Government concedes to Senate demands on Indian Act update
Changes aim to end sex-based discrimination
As it tries to stave off a legislative crisis, the Trudeau government is caving in to Senate demands that an Indian Act update do more to eliminate sex-based discrimination in status registration.
Advocates for the changes say the government’s decision is a “giant leap forward” for Indigenous women and their descendants.
A motion from the Liberals’ representative in the Senate Wednesday afternoon attempts to prevent deadlock between the two houses of parliament before a court-imposed deadline this December. The government is proposing changes that it says would eliminate all sex-based discrimination and go into effect after consultations early next year.
Since the Liberals introduced Bill S-3 in 2016, senators and Indigenous advocates have been urging the government to make good on promises of reconciliation by going well beyond the narrow scope of legislative changes required by a Quebec court decision in 2015.
After the Senate passed the government bill with several amendments, the House of Commons accepted some but rejected the biggest, a change that would have opened status registration up to a large number of people whose ancestors had faced sex-based discrimination. This has left the bill in limbo since June.
On Tuesday Liberals announced they would address the Senate’s concerns, but they may not necessarily go as far as the Senate amendment’s nickname — 6(1)a “all the way” — suggests.
Senators will vote on the motion from Sen. Peter Harder to send a message to the House outlining changes, but they can amend the message if a majority want to. The House, with its Liberal majority, would need to concur with the message before the bill can become law.
Liberals are willing to eliminate a cut-off in the Indian Act that extended eligibility to descendants of women removed from the register after marrying nonIndians, but only for those born since the Indian Act took effect in 1951.
The new amendment would also give full Indian status to women who lost status because of sex-based inequities and to their descendants born prior to 1985.

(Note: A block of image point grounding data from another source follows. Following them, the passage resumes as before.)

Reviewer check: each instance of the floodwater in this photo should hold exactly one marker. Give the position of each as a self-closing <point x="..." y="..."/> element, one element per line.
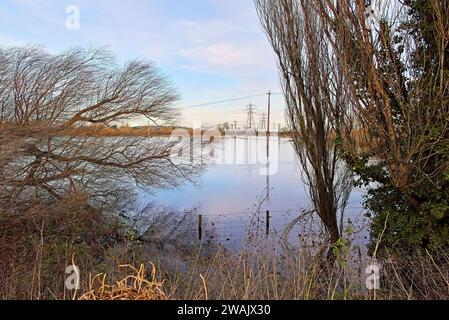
<point x="231" y="191"/>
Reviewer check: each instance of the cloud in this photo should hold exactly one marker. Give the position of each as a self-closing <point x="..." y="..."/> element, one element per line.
<point x="218" y="55"/>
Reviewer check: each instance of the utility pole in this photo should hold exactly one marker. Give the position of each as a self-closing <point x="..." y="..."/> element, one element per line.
<point x="263" y="122"/>
<point x="250" y="110"/>
<point x="269" y="112"/>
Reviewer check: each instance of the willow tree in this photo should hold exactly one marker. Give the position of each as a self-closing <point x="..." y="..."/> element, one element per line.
<point x="46" y="98"/>
<point x="397" y="68"/>
<point x="315" y="93"/>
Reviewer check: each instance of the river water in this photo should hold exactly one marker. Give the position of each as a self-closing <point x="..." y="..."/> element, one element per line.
<point x="230" y="192"/>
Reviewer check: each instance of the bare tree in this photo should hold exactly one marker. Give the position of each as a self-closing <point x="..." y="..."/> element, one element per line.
<point x="315" y="93"/>
<point x="44" y="98"/>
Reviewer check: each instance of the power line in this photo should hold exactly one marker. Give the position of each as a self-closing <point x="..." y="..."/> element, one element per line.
<point x="223" y="101"/>
<point x="228" y="100"/>
<point x="250" y="109"/>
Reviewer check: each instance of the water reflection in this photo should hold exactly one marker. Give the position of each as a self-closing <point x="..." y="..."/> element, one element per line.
<point x="229" y="192"/>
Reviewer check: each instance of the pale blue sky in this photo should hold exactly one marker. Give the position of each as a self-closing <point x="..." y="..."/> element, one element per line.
<point x="211" y="49"/>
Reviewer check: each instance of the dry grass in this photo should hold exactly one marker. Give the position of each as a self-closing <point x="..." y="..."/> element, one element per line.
<point x="132" y="287"/>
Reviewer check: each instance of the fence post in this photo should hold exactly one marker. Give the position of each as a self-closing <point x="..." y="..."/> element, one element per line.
<point x="267" y="223"/>
<point x="200" y="227"/>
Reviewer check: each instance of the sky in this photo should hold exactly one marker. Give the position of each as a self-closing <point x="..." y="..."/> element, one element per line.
<point x="212" y="50"/>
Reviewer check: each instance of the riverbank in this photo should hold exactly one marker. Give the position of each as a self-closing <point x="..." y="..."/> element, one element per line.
<point x="39" y="247"/>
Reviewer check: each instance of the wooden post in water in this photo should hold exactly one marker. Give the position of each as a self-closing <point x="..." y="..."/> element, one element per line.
<point x="200" y="227"/>
<point x="267" y="223"/>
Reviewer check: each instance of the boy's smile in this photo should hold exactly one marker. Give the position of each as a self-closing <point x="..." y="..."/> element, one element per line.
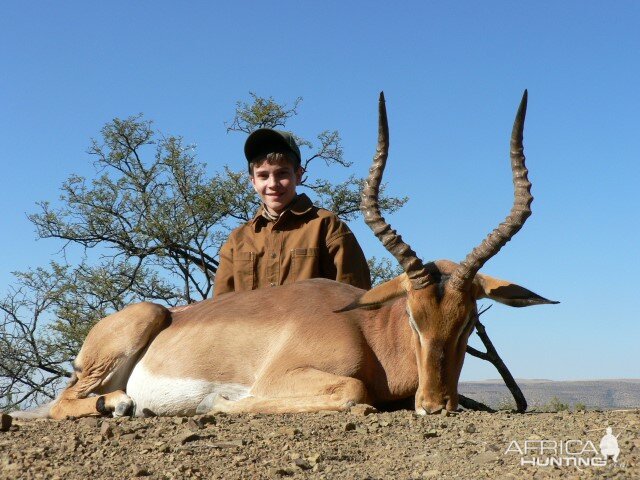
<point x="276" y="184"/>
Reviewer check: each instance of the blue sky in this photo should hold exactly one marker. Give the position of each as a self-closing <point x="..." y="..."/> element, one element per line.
<point x="453" y="74"/>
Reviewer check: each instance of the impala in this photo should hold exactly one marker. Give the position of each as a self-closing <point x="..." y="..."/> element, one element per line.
<point x="307" y="346"/>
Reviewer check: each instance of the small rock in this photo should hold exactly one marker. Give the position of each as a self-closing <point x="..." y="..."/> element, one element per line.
<point x="362" y="409"/>
<point x="432" y="474"/>
<point x="139" y="471"/>
<point x="302" y="464"/>
<point x="281" y="472"/>
<point x="164" y="447"/>
<point x="129" y="437"/>
<point x="432" y="433"/>
<point x="290" y="431"/>
<point x="106" y="430"/>
<point x="186" y="437"/>
<point x="486" y="457"/>
<point x="204" y="420"/>
<point x="230" y="444"/>
<point x="5" y="422"/>
<point x="193" y="425"/>
<point x="91" y="422"/>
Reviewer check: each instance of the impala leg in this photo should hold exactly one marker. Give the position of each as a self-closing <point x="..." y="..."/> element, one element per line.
<point x="106" y="360"/>
<point x="303" y="390"/>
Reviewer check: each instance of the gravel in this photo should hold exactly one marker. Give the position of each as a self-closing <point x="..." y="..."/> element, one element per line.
<point x="361" y="444"/>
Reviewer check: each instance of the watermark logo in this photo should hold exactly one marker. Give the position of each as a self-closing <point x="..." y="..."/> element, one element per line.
<point x="567" y="452"/>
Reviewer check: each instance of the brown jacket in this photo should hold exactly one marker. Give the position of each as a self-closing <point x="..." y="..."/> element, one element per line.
<point x="305" y="242"/>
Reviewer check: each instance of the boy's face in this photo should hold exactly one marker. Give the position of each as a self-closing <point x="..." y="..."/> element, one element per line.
<point x="276" y="183"/>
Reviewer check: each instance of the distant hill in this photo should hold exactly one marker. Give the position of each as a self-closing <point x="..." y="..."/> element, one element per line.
<point x="595" y="394"/>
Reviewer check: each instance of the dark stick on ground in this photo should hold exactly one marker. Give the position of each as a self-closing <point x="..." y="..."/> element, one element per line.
<point x="491" y="355"/>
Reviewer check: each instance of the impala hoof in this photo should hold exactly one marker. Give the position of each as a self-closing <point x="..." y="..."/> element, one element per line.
<point x="210" y="402"/>
<point x="124" y="409"/>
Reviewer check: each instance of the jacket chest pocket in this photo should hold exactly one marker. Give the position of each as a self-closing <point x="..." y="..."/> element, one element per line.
<point x="244" y="271"/>
<point x="305" y="263"/>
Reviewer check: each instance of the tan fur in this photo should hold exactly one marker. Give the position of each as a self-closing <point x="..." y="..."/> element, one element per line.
<point x="296" y="347"/>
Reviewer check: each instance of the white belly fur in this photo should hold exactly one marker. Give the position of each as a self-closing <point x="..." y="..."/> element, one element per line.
<point x="164" y="395"/>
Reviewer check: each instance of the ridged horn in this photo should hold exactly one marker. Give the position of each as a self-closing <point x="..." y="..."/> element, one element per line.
<point x="411" y="264"/>
<point x="521" y="210"/>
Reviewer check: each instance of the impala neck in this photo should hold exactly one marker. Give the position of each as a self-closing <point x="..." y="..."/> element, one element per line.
<point x="389" y="335"/>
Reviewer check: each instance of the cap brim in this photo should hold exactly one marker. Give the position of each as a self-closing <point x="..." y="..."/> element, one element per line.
<point x="263" y="141"/>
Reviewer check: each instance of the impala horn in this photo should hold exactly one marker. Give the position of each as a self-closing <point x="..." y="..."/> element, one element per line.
<point x="419" y="275"/>
<point x="463" y="276"/>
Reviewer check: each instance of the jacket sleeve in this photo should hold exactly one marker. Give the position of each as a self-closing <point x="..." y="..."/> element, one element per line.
<point x="348" y="260"/>
<point x="223" y="281"/>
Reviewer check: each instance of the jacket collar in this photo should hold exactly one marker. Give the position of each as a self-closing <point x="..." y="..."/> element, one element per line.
<point x="300" y="205"/>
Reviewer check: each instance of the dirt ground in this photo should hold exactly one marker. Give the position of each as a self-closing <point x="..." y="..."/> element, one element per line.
<point x="353" y="445"/>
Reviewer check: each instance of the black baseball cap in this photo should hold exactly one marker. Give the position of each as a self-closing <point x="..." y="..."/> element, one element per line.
<point x="268" y="140"/>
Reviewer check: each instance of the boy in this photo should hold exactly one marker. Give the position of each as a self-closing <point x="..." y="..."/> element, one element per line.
<point x="289" y="239"/>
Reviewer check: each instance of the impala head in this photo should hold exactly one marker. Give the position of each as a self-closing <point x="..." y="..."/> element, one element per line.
<point x="441" y="295"/>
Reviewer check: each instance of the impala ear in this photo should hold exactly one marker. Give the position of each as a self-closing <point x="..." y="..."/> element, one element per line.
<point x="506" y="292"/>
<point x="381" y="294"/>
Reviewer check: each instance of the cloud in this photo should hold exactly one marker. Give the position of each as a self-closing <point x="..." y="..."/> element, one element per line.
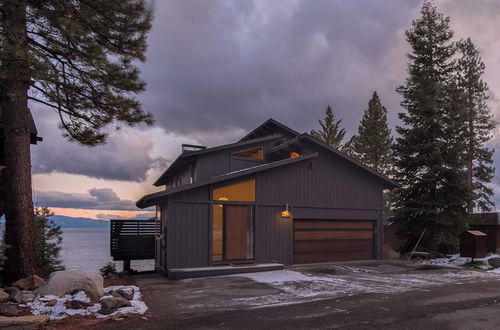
<point x="97" y="199"/>
<point x="126" y="157"/>
<point x="219" y="68"/>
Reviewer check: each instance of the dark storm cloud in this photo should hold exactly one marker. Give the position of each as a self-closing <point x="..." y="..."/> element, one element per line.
<point x="96" y="199"/>
<point x="214" y="66"/>
<point x="125" y="157"/>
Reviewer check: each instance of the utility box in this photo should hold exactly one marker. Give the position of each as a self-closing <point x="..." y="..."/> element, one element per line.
<point x="473" y="244"/>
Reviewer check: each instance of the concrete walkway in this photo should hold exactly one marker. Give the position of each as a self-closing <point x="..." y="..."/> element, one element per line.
<point x="378" y="295"/>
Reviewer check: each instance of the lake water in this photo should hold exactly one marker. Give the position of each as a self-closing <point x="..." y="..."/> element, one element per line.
<point x="88" y="250"/>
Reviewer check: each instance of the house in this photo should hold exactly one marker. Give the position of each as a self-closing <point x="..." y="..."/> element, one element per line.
<point x="34" y="139"/>
<point x="274" y="196"/>
<point x="488" y="223"/>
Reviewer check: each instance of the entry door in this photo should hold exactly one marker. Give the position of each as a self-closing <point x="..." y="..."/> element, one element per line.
<point x="238" y="232"/>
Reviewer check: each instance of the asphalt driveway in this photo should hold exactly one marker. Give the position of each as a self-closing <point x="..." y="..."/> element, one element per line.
<point x="371" y="295"/>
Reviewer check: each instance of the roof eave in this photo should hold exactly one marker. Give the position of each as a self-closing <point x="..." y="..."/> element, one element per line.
<point x="149" y="200"/>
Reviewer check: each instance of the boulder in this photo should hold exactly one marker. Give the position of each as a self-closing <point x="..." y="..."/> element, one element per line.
<point x="111" y="304"/>
<point x="23" y="322"/>
<point x="77" y="304"/>
<point x="15" y="295"/>
<point x="29" y="283"/>
<point x="10" y="310"/>
<point x="3" y="295"/>
<point x="66" y="282"/>
<point x="127" y="293"/>
<point x="28" y="297"/>
<point x="494" y="262"/>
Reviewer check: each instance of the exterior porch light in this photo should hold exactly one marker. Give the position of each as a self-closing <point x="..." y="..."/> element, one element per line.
<point x="222" y="199"/>
<point x="286" y="213"/>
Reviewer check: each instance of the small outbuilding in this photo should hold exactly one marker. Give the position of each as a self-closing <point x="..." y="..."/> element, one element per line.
<point x="274" y="196"/>
<point x="473" y="244"/>
<point x="488" y="223"/>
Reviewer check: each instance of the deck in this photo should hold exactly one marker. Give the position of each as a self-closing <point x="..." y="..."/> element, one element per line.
<point x="132" y="240"/>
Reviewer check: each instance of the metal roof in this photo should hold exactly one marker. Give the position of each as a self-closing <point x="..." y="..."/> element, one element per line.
<point x="188" y="156"/>
<point x="149" y="200"/>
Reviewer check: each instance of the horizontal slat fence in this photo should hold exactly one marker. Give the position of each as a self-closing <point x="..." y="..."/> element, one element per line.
<point x="132" y="239"/>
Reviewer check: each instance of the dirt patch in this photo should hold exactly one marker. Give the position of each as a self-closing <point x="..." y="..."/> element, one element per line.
<point x="87" y="322"/>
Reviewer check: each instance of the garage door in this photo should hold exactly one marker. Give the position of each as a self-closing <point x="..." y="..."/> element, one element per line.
<point x="332" y="240"/>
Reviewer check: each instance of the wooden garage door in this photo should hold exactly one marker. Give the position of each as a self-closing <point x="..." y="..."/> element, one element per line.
<point x="332" y="240"/>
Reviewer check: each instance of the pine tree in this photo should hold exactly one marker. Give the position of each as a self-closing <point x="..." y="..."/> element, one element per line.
<point x="373" y="144"/>
<point x="48" y="243"/>
<point x="78" y="58"/>
<point x="331" y="133"/>
<point x="479" y="125"/>
<point x="432" y="196"/>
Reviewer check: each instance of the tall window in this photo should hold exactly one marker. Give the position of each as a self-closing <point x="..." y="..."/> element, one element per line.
<point x="253" y="153"/>
<point x="232" y="231"/>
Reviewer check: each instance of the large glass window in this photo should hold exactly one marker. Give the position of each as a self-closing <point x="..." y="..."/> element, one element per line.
<point x="232" y="231"/>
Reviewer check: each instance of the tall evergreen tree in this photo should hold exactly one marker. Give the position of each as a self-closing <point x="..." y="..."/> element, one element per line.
<point x="432" y="196"/>
<point x="479" y="125"/>
<point x="373" y="143"/>
<point x="78" y="58"/>
<point x="331" y="132"/>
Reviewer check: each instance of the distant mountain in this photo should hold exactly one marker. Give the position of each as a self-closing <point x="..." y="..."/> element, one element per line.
<point x="71" y="222"/>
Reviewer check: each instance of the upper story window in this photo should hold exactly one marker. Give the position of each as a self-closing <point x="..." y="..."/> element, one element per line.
<point x="252" y="153"/>
<point x="191" y="174"/>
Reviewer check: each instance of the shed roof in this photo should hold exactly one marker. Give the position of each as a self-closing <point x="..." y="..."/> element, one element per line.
<point x="270" y="126"/>
<point x="150" y="200"/>
<point x="484" y="219"/>
<point x="188" y="156"/>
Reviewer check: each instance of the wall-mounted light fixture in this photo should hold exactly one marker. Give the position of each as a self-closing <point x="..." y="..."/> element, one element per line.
<point x="222" y="199"/>
<point x="286" y="213"/>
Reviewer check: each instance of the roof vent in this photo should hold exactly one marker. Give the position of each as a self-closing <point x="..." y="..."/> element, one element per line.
<point x="191" y="147"/>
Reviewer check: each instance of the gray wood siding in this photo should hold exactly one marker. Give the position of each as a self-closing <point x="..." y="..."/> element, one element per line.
<point x="273" y="236"/>
<point x="323" y="188"/>
<point x="220" y="162"/>
<point x="323" y="181"/>
<point x="188" y="240"/>
<point x="213" y="164"/>
<point x="326" y="187"/>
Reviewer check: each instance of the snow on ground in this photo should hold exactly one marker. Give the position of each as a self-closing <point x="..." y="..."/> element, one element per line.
<point x="60" y="311"/>
<point x="456" y="261"/>
<point x="296" y="287"/>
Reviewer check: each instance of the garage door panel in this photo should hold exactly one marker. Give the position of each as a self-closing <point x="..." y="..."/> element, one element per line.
<point x="332" y="256"/>
<point x="325" y="224"/>
<point x="333" y="234"/>
<point x="332" y="240"/>
<point x="332" y="245"/>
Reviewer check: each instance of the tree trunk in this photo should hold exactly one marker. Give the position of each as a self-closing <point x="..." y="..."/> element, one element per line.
<point x="20" y="225"/>
<point x="470" y="158"/>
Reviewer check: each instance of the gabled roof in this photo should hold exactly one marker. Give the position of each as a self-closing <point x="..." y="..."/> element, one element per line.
<point x="187" y="157"/>
<point x="391" y="183"/>
<point x="485" y="219"/>
<point x="270" y="126"/>
<point x="150" y="200"/>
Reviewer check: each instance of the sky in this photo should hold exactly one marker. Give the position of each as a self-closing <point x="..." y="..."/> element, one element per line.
<point x="217" y="69"/>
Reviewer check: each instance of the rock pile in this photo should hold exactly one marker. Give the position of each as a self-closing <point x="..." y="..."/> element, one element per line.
<point x="67" y="293"/>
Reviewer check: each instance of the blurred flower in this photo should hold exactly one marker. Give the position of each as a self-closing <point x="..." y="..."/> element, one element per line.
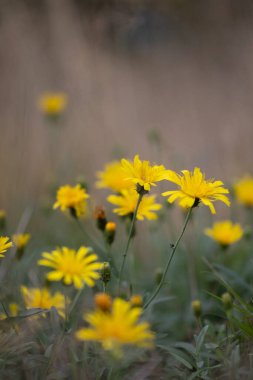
<point x="244" y="191"/>
<point x="77" y="267"/>
<point x="196" y="308"/>
<point x="4" y="244"/>
<point x="113" y="177"/>
<point x="127" y="201"/>
<point x="72" y="198"/>
<point x="21" y="240"/>
<point x="53" y="104"/>
<point x="118" y="327"/>
<point x="43" y="299"/>
<point x="194" y="188"/>
<point x="142" y="173"/>
<point x="103" y="301"/>
<point x="225" y="232"/>
<point x="13" y="311"/>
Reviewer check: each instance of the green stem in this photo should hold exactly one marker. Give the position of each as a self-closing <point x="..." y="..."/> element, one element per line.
<point x="129" y="238"/>
<point x="159" y="286"/>
<point x="77" y="296"/>
<point x="89" y="237"/>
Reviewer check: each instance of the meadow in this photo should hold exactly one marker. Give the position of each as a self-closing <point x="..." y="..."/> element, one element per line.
<point x="126" y="200"/>
<point x="152" y="283"/>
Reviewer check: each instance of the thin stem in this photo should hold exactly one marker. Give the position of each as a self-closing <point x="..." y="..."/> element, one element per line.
<point x="89" y="237"/>
<point x="77" y="296"/>
<point x="129" y="237"/>
<point x="159" y="286"/>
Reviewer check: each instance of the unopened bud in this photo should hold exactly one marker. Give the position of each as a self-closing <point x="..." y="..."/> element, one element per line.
<point x="227" y="301"/>
<point x="158" y="275"/>
<point x="110" y="230"/>
<point x="197" y="308"/>
<point x="105" y="272"/>
<point x="103" y="301"/>
<point x="2" y="220"/>
<point x="100" y="216"/>
<point x="136" y="300"/>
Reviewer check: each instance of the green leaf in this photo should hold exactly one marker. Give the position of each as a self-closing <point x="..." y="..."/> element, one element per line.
<point x="200" y="338"/>
<point x="182" y="357"/>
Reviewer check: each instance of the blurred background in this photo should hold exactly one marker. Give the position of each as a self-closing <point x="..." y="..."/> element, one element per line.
<point x="171" y="80"/>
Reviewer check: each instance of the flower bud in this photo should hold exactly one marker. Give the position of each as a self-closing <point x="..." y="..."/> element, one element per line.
<point x="103" y="301"/>
<point x="158" y="275"/>
<point x="100" y="216"/>
<point x="2" y="220"/>
<point x="136" y="300"/>
<point x="227" y="301"/>
<point x="110" y="230"/>
<point x="197" y="308"/>
<point x="105" y="272"/>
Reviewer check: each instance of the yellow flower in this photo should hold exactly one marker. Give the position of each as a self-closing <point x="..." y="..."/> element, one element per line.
<point x="72" y="198"/>
<point x="53" y="104"/>
<point x="142" y="173"/>
<point x="113" y="177"/>
<point x="127" y="201"/>
<point x="225" y="232"/>
<point x="244" y="191"/>
<point x="77" y="267"/>
<point x="21" y="240"/>
<point x="43" y="299"/>
<point x="194" y="188"/>
<point x="4" y="244"/>
<point x="117" y="328"/>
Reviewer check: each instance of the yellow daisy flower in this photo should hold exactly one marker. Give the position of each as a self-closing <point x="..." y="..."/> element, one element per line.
<point x="225" y="232"/>
<point x="72" y="198"/>
<point x="78" y="267"/>
<point x="113" y="177"/>
<point x="4" y="244"/>
<point x="244" y="191"/>
<point x="21" y="240"/>
<point x="53" y="104"/>
<point x="127" y="201"/>
<point x="117" y="327"/>
<point x="194" y="188"/>
<point x="142" y="173"/>
<point x="43" y="299"/>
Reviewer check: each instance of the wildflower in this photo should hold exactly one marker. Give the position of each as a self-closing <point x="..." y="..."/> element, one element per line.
<point x="53" y="104"/>
<point x="142" y="173"/>
<point x="21" y="240"/>
<point x="103" y="301"/>
<point x="72" y="198"/>
<point x="225" y="232"/>
<point x="197" y="308"/>
<point x="43" y="299"/>
<point x="127" y="201"/>
<point x="244" y="191"/>
<point x="110" y="231"/>
<point x="113" y="177"/>
<point x="194" y="188"/>
<point x="118" y="327"/>
<point x="4" y="244"/>
<point x="78" y="267"/>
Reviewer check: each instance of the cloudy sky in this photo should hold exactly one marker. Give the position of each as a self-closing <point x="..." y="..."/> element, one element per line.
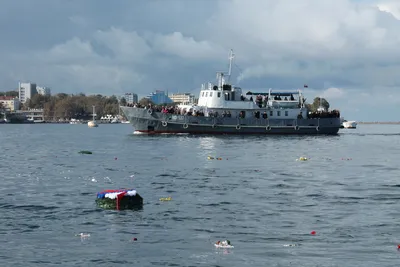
<point x="345" y="50"/>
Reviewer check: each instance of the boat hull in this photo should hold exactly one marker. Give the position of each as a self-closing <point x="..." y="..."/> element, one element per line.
<point x="145" y="121"/>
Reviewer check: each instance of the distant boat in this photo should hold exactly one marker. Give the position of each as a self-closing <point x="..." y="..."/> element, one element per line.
<point x="350" y="124"/>
<point x="93" y="122"/>
<point x="75" y="121"/>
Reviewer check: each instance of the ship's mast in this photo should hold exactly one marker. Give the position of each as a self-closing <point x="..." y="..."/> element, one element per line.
<point x="222" y="74"/>
<point x="231" y="57"/>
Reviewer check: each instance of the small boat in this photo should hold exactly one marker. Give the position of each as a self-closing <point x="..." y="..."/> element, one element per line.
<point x="350" y="124"/>
<point x="75" y="121"/>
<point x="93" y="122"/>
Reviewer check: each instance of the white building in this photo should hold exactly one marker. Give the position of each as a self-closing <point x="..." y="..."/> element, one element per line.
<point x="36" y="115"/>
<point x="130" y="98"/>
<point x="10" y="103"/>
<point x="43" y="90"/>
<point x="26" y="91"/>
<point x="183" y="98"/>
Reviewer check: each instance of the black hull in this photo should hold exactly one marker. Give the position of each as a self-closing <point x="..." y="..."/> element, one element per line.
<point x="145" y="121"/>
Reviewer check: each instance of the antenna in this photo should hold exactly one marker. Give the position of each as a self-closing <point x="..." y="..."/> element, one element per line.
<point x="231" y="57"/>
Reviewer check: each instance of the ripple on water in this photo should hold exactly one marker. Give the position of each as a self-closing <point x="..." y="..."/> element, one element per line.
<point x="260" y="199"/>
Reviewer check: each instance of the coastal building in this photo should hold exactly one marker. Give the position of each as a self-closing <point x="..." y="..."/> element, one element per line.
<point x="182" y="98"/>
<point x="36" y="115"/>
<point x="130" y="98"/>
<point x="10" y="103"/>
<point x="41" y="90"/>
<point x="159" y="97"/>
<point x="26" y="91"/>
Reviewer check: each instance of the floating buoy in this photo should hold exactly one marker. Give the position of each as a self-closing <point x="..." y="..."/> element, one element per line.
<point x="85" y="152"/>
<point x="82" y="235"/>
<point x="223" y="244"/>
<point x="302" y="159"/>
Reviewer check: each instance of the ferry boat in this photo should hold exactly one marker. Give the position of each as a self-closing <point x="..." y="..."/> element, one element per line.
<point x="225" y="109"/>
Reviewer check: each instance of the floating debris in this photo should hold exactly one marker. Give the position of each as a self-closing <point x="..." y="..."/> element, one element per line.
<point x="82" y="235"/>
<point x="165" y="199"/>
<point x="119" y="199"/>
<point x="217" y="158"/>
<point x="85" y="152"/>
<point x="223" y="244"/>
<point x="290" y="245"/>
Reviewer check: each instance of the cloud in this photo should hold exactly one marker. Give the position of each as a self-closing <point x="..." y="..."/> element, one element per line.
<point x="139" y="46"/>
<point x="333" y="93"/>
<point x="392" y="7"/>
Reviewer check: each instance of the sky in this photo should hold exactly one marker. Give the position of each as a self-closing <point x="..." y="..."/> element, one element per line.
<point x="344" y="50"/>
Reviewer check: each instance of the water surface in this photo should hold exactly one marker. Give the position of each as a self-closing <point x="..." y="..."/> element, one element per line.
<point x="258" y="196"/>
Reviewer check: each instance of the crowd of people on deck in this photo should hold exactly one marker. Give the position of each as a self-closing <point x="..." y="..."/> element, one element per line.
<point x="200" y="113"/>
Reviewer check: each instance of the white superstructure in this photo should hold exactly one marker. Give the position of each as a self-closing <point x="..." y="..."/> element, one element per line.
<point x="225" y="98"/>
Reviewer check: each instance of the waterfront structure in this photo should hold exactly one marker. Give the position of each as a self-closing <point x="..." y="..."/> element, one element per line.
<point x="182" y="98"/>
<point x="159" y="97"/>
<point x="35" y="115"/>
<point x="26" y="91"/>
<point x="130" y="98"/>
<point x="43" y="90"/>
<point x="10" y="103"/>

“We’ve been trying to get this for so many decades it’s hard to believe that we actually have it,” Sen. Lillian Dyck, a champion in the Senate’s push for the changes, said tearily in reaction to the motion. “And when I listen to you, Sen. Harder, I almost broke down and cried . ... I think this is a giant leap forward for First Nation women and their descendants.”
With Harder’s proposal, which was greeted in the Senate chamber with applause on Tuesday, the Liberals argue all sex-based inequities will be addressed. The amendment would come into effect after a consultation period, which would decide on the “how” (not the “whether,” he assured). It also requires the government to report to parliament on the consultations’ progress within five months and again within a year of royal assent.
The senators’ “all-theway” amendment would have attempted to address further issues of lost status, stemming from mixed parentage, Métis identity and more. Harder said its drafting, however, caused concerns about “significant ambiguity as to its actual effect.” Other forms of discrimination senators highlighted “will be addressed through broad-based consultations on registration and membership issues beginning early next year,” he promised.
The Post obtained government research, distributed to all senators Monday, which details the possible scope of changes to who is eligible for Indian status.
The widest estimates show that population more than doubling. But research doesn’t speculate on how many people would actually apply for or obtain status.
Based on existing Indian register data for the 2016 population, about 50,160 people would become newly eligible on the strictest interpretation of what the government is proposing, while 86,900 people would become newly eligible under an “all-the-way” amendment.